What We Learned Building AI Inside One of the Most Compliance-Intensive Operations We Run

By Sooraj Chandran, Group Product Manager, International, Justworks

I want to tell you a story about building AI inside a high-stakes environment, and I want to tell all of it, including the part where something broke.

Project Turing is an AI Co-Pilot built for Justworks' international EOR operations team. EOR, employer of record, is the service we provide to small businesses hiring employees outside the United States. We are the legal employer in those countries on the customer's behalf. We own the compliance obligations, the tax filings, the entity structures, the employment agreements. The customer gets an international employee. We get the responsibility of making sure everything is done correctly across 50 countries, each with its own employment law and regulatory environment.

This is not a simple environment to layer AI on top of. The stakes are high. The edge cases are real. And a wrong answer carries legal and financial consequences for a small business that trusted us to get it right.

Which is exactly why it is the right environment to build AI in. Because if you can make AI trustworthy here, you have proven something meaningful about what AI can do in high-compliance, high-stakes work.


Why we started here

The international ops team was spending an enormous proportion of their time on work that was mechanical, pattern-based, and high-volume. Looking up employment agreement clauses. Cross-referencing job descriptions against compliance requirements. Pulling together information from multiple systems to answer a question that a consultant already knew how to answer. They just needed the data assembled first.

That is the kind of work AI is genuinely well-suited for: removing the assembly work that sits in front of judgment so the humans can spend their time on the parts that actually require expertise.

The goal from the beginning was to give our people back the time they were spending on work that did not require them, so they could spend more of their time on the work that did.


What we built and how we built it

We started with a team of two. No large project team, no lengthy planning phase.
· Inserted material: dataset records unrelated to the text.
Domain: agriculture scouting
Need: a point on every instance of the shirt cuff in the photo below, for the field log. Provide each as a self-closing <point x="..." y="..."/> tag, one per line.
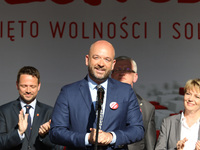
<point x="114" y="138"/>
<point x="86" y="140"/>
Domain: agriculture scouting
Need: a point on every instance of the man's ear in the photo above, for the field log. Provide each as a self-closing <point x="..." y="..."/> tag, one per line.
<point x="135" y="77"/>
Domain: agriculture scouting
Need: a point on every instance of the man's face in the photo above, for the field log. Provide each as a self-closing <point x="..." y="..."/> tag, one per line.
<point x="28" y="87"/>
<point x="123" y="72"/>
<point x="100" y="62"/>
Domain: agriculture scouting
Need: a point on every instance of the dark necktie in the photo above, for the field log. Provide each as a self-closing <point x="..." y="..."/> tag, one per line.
<point x="101" y="111"/>
<point x="29" y="119"/>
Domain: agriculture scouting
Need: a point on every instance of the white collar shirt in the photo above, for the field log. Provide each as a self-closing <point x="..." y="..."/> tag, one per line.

A clear problem, a clear standard, and a commitment to ship something real as fast as possible so we could learn from it.

The standard we held ourselves to was simple: the output has to be trustworthy enough that our people will actually rely on it. Accurate, consistent, and grounded in the specific compliance context of the country and situation in question.

In a single week recently, that team of two shipped five new capabilities. Usage more than doubled in that same week. Messages went from 188 to 426, a 127% increase. Unique conversations nearly tripled, from 64 to 179. Token usage spiked 3.5x, disproportionate to message growth, which tells us the queries are getting more complex, not just more frequent. People are asking harder questions.

The reaction from Julio, one of our international consultants, after completing a task in under 10 minutes that would otherwise have taken multiple people several days: "Honestly, wow, blown away."

That is the signal we were building toward. A person who does this work every day telling us that something genuinely changed.


What broke and what it told us

A few weeks in, we tried something more ambitious.

A mega query: reviewing all employment agreements and job descriptions for hundreds of employees for specific clauses and phrases. A team of people spent several weeks completing this same task last quarter as part of a compliance audit. Exactly the kind of high-volume, pattern-based work where the cost of human time is high and the value of the output is unambiguous.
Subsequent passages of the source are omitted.